И точно, с этого дня Печорин стал с нею рассеяннее, холоднее, явно старался ей делать те мелкие неприятности, которые замечаются всеми и за которые между тем невозможно требовать удовлетворения. Говоря с другими девушками, он выражался об ней с оскорбительным сожалением, тогда как она, напротив, вследствие плохого расчета, желая кольнуть его самолюбие, поверяла своим подругам под печатью строжайшей тайны свою чистейшую, искреннейшую любовь. Но напрасно, он только наслаждался излишним торжеством, а она, уверяя других, мало-помалу сама уверилась, что его точно любит. Родители ее, более проницательные в качестве беспристрастных зрителей, стали ее укорять, говоря: «Вот, матушка, целый год пропустила даром, отказала жениху с 20 тысячами доходу, правда, что он стар и в параличе, – да что нынешние молодые люди! Хорош твой Печорин, мы заранее знали, что он на тебе не женится, да и мать не позволит ему жениться! Что ж вышло? Он же над тобой и насмехается».
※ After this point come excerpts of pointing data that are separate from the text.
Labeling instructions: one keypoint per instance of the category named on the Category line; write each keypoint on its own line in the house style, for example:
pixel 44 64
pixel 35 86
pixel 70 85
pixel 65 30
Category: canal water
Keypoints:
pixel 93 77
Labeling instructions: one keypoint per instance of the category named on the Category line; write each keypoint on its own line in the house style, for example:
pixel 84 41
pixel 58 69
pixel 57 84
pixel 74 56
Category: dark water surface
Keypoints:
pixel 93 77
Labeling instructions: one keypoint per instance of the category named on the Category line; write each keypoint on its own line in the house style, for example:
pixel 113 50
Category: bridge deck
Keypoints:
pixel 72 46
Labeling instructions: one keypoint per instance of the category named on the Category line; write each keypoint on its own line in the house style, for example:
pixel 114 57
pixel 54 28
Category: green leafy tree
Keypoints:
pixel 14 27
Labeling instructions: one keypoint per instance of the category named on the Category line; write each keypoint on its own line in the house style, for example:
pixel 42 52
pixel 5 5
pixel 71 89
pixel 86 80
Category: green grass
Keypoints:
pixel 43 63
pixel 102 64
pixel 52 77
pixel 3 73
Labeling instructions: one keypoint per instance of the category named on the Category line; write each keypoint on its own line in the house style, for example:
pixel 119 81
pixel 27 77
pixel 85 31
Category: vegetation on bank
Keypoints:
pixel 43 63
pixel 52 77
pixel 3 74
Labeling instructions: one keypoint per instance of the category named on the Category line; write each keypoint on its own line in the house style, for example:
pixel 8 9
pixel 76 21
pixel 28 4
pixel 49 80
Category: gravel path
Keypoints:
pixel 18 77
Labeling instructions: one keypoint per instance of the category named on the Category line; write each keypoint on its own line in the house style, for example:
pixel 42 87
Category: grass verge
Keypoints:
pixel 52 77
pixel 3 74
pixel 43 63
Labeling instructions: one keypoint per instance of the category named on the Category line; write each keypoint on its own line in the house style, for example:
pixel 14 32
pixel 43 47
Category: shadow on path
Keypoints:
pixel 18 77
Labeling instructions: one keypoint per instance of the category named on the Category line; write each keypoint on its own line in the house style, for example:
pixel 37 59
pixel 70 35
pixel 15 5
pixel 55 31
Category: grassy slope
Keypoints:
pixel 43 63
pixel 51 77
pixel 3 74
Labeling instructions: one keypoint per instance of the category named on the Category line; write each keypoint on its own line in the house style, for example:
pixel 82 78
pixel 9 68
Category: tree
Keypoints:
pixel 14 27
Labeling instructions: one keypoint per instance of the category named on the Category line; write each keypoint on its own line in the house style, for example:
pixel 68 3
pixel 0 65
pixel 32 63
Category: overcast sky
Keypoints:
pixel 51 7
Разумеется, подобные слова не успокоят ни уязвленного самолюбия, ни обманутого сердца. Лизавета Николавна чувствовала их истину, но эта истина была уже для нее не нова. Кто долго преследовал какую-нибудь цель, много для нее пожертвовал, тому трудно от нее отступиться, а если к этой цели примыкают последние надежды увядающей молодости, то невозможно. В таком положении мы оставили Лизавету Николавну, приехавшую из театра, лежащую на постеле, с книжкою в руках, – и с мыслями, бродящими в минувшем и в будущем.
Наскучив пробегать глазами десять раз одну и ту же страницу, она нетерпеливо бросила книгу на столик и вдруг приметила письмо с адресом на ее имя и с штемпелем городской почты. Какое-то внутреннее чувство шептало ей не распечатывать таинственный конверт, но любопытство превозмогло, конверт сорван дрожащими руками, свеча придвинута, и глаза ее жадно пробегают первые строки. Письмо было написано приметно искаженным почерком, как будто боялись, что самые буквы изменят тайне. Вместо подписи имени внизу рисовалась какая-то египетская каракула, очень похожая на пятна, видимые на луне, которым многие простолюдины придают какое-то символическое значение. Вот письмо от слова до слова:
«Милостивая Государыня!
Вы меня не знаете, я вас знаю: [46]мы встречаемся часто, история вашей жизни так же мне знакома, как моя записная книжка, а вы моего имени никогда не слыхали. Я принимаю в вас участие именно потому, что вы никогда на меня не обращали внимания, и притом я нынче очень доволен собою и намерен сделать доброе дело: мне известно, что Печорин вам нравится, что вы всячески думаете снова возжечь в нем чувства, которые ему никогда не снились, он с вами пошутил – он недостоин вас: он любит другую, все ваши старания послужат только к вашей гибели, свет и так указывает на вас пальцами, скоро он совсем от вас отворотится. Никакая личная выгода не заставила меня подавать вам такие неосторожные и смелые советы. И чтобы вы более убедились в моем бескорыстии, то я клянусь вам, что вы никогда не узнаете моего имени.
От такого письма с другою сделалась бы истерика, но удар, поразив Лизавету Николавну в глубину сердца, не подействовал на ее нервы, она только побледнела, торопливо сожгла письмо и сдула на пол легкий его пепел.
Потом она погасила свечу и обернулась к стене: казалось, она плакала, но так тихо, так тихо, что если бы вы стояли у ее изголовья, то подумали бы, что она спит покойно и безмятежно.
На другой день она встала бледнее обыкновенного, в десять часов вышла в гостиную, разливала сама чай по обыкновению. Когда убрали со стола, отец ее уехал к должности, мать села за работу, она пошла в свою комнату: проходя через залу, ей встретился лакей.
– Куда ты идешь? – спросила она.
– Доложить-с.
– О ком?
– Вот тот-с… офицер… Господин Печорин…
– Где он?
– У крыльца остановился.
Лизавета Николавна покраснела, потом снова побледнела и потом отрывисто сказала лакею:
– Скажи ему, что дома никого нет. И когда он еще приедет, – прибавила она, как бы с трудом выговаривая последнюю фразу, – то не принимать!..
Лакей поклонился и ушел, а она опрометью бросилась в свою комнату.